Subsequently, the Ministers are invited to reflect on the following options:

  • a) 
    To implement a review mechanism for the year 2031 at Union level, where the Commission would review, based on pre-established criteria (e.g. market functioning, competition, effects divergence of rule on cross-border trade), the market conditions in [2028] and, where

    appropriate, would adopt a decision to postpone the the obligation for zero-level crossborder tariffs for hydrogen networks.

  • b) 
    To postpone the obligation for zero-level cross-border tariffs for hydrogen networks until year [X].
  • c) 
    To replace obligation of zero-level cross-border tariffs as of 1 January 2031 by a joint decision on cross-border tariffs by the national regulatory authorities, with a final ACER decision in case of disagreement.

II. Tariff discounts for renewable and low-carbon gases in the natural gas system

The Commission proposal contains various tariff discounts whose main objective is to encourage the uptake and cross-border trade of renewable and low-carbon gases (Article 16 of the

Regulation 1 ). Some Member States argued that renewable gases should be prioritized. Others expressed worries that the tariff discounts are not a suitable tool how to increase uptake of these gases and about the loss of revenues for the regulated gas TSOs and, thus, potential increase of price of fossil gas for final customers.

In this regard, the Ministers are invited to reflect on the following options:

  • a) 
    To differentiate between renewable and low-carbon gases discounts, i.e. different level of discounts for renewable and low-carbon gases.
  • b) 
    Not to implement tariff discounts at all interconnection points, including entry points from and exit points to third countries, while Member States shall implement discounts at entry points from renewable and low carbon production facilities and at entry points from and exit points to storage facilities.
  • c) 
    Not to implement mandatory discounts for renewable and low-carbon gases, i.e. full tariff to be paid to transport renewable and low-carbon gases.
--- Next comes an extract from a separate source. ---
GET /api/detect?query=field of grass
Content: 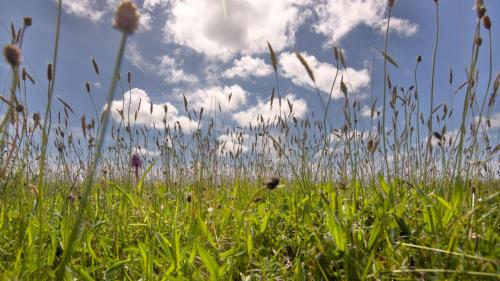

1 Under Article 16 of the Regulation, 75% tariff discount is to be implemented at entry points from production facilities of renewable and low-carbon

gases and 75% discount from transmission tariffs to and from gas storages in the natural gas system. 100% tariff discount is to be implemented at all interconnection points for renewable and low-carbon gases in the natural gas system.

  • 3. 
    Blending

The Regulation obliges the TSOs to accept blending of hydrogen up to 5% at interconnection points between EU MSs from 1 October 2025 (Article 20 of the Regulation). In case differences in blending practices lead to cross-border flows restrictions, the process of cross-border coordination on gas quality (Article 19 of the Regulation) applies. Some Member States do not wish to blend hydrogen in their domestic natural gas networks and would prefer the transport and use ofpure hydrogen. Others would prefer to postpone the date of the implementation and decrease the maximum blending level to avoid high costs and limit possible risks.

Therefore, the Ministers are invited to reflect on the following options:

  • a) 
    To change the maximum blending level at interconnection points to [X] %.
  • b) 
    To postpone the implementation of the maximum blending level at interconnection points to 1 October [X].
  • c) 
    Not to set a harmonized maximum blending level, i.e. leaving adjacent Member States and

    TSOs to agree bilaterally on maximum blending levels at interconnection points.